D'étranges taches marbraient la peau du petit à divers endroits, captant parfois un rayon de lumière et le renvoyant avec des couleurs brillantes.

- Qu'est-ce que c'est que ça ?! demanda l'adulte à voix haute bien qu'il n'attendît aucune réponse.

- D-Des écailles… confirma l'enfant dans un souffle à peine audible.

Il frissonnait, les larmes aux yeux. Dans quelques instants, on le repousserait violemment, si possible sur la route au moment où une calèche passerait.

- S-S'il vous plaît, lâchez-moi, vous me faites mal ! supplia-t-il d'une voix cassée.

Mais l'homme semblait tétanisé, les yeux perdus dans le vague, fixant encore la peau reptilienne de la créature. Tout d'abord, ce fut le dégoût qui l'emporta. L'homme à la corpulence qui le rendait aussi large que haut lâcha le bras de l'enfant comme s'il venait de le brûler soudainement, comme par réflexe. Le petit recula d'un bond, frottant son bras endolori : la poigne de fer de l'adulte allait lui laisser des traces. Cependant, comme cloué sur place par une sorte de curiosité malsaine à l'égard de l'homme, il ne pouvait se résoudre à bouger, à fuir ce regard fou qui se posait sur lui.

L'homme se ressaisit et son expression changea du tout au tout. Son visage se recomposa dans une moue amicale, presque chaleureuse, et il parvint même à afficher un petit sourire. Il s'excusa platement et tendit une main à l'enfant qui eut presque un sursaut.

Devant l'hésitation du plus jeune, il saisit sa main et l'attira à lui dans un geste brusque. Son sourire ne disparut pas et l'enfant frissonna avec l'impression de se trouver face à un prédateur. L'homme lâcha un flot de paroles que le petit ne saisit pas immédiatement, comme si les sons étaient étouffés, lointains.

- … perdu ?... tes parents. Suis-moi.

L'adulte tira un peu plus sur le bras de l'enfant, gardant son étrange sourire qui semblait faux. Le garçon ne comprit pas où il l'emmenait, ni ce qu'il attendait de lui. Les bouts de phrases qu'il était parvenu à percevoir le laissaient penser que l'homme allait le ramener à ses parents, qu'il les connaissait, ou au moins qu'il connaissait un moyen de les retrouver.

Ce ne fut que lorsqu'ils sortirent de la ville que l'enfant commença à se poser des questions. Autour d'eux, les maisons de briques avaient disparues ainsi que les grandes rues pavées. Le chemin se faisait peu à peu terreux et les habitations plus rares. Après encore plusieurs minutes de marche, ils arrivèrent sur la place d'une foire, à l'extérieur de la ville. Les maisons avaient fait place aux tentes et aux charrettes, les chats errants avaient été remplacés par des animaux bien plus grands et plus féroces dont l'enfant n'avait jamais entendu parler, et un agréable brouhaha constitué de bruits de gens en plein travail s'était substitué aux commérages de la foule anglaise.
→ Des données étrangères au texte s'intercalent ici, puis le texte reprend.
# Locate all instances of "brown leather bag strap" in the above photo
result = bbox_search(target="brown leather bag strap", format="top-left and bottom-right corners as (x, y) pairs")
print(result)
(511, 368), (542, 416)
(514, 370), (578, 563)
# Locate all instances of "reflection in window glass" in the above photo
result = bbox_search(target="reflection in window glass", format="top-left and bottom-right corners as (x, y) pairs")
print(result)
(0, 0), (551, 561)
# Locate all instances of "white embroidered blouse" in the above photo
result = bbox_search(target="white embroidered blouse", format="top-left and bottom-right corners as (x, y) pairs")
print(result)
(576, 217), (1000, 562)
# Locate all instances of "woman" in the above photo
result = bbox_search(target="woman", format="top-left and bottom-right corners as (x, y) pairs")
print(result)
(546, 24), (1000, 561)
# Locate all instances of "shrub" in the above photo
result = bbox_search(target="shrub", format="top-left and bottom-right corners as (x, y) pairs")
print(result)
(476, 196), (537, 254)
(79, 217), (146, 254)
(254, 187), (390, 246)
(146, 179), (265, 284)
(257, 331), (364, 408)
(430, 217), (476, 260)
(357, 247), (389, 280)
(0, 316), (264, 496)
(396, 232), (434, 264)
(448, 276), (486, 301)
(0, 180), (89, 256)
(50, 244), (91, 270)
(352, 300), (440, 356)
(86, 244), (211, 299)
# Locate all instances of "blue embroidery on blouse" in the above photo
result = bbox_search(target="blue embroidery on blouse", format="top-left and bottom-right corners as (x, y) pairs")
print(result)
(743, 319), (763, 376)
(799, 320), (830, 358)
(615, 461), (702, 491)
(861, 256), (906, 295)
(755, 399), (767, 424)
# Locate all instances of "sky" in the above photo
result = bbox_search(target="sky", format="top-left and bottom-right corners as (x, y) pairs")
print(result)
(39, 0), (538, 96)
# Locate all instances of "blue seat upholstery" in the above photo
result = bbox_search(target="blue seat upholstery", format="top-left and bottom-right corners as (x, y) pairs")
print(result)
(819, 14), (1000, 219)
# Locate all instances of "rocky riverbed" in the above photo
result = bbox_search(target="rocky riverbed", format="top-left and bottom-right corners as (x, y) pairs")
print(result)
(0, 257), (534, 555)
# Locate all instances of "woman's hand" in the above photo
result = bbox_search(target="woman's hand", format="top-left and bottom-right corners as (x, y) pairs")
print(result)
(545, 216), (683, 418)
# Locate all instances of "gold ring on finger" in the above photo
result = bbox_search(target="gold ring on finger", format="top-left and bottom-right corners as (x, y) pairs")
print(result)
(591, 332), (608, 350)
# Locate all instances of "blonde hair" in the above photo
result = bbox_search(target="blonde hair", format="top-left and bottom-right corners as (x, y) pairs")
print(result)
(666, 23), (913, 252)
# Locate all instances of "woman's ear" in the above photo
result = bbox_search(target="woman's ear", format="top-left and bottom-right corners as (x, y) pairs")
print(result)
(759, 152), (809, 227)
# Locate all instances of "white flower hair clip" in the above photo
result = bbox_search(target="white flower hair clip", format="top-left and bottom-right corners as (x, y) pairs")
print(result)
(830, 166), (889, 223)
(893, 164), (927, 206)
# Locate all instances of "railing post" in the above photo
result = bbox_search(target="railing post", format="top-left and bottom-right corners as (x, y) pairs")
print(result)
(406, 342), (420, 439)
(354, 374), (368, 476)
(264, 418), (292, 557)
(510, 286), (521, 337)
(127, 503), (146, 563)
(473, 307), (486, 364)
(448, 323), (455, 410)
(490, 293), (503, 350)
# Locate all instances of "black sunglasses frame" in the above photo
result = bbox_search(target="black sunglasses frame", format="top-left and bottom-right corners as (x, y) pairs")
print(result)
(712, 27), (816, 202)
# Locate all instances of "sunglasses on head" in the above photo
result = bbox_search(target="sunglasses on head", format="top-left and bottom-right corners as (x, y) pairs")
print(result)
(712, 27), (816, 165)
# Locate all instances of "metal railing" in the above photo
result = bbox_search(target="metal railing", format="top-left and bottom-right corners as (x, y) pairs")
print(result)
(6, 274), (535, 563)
- Arthur, qu'est-ce que tu nous ramènes là ? s'étonna familièrement un homme d'environ l'âge de celui qui accompagnait le petit.

Le dénommé Arthur eut un rire gras et il tira l'enfant sans ménagement cette fois.

- Regarde ça, commenta-t-il, s'il nous rapporte pas de fric, je comprends pas !

Son comportement avait changé du tout au tout. Sa façade amicale s'était effacée et il arborait désormais l'air d'un vautour affamé. L'autre homme, plus fin que son collègue, attrapa l'enfant par le menton et souleva son visage de sorte à l'examiner comme il l'aurait fait avec un cheval à vendre.

Une étincelle d'intérêt brilla dans le regard de l'homme inconnu lorsqu'il vit les écailles sur la peau de l'enfant. Sans même concerter son collègue, il attrapa le garçon et prit le relais. L'emmenant dans une tente à l'abri des oreilles indiscrètes, il s'agenouilla à la hauteur du petit qui le trouva soudainement plus humain que son énorme comparse.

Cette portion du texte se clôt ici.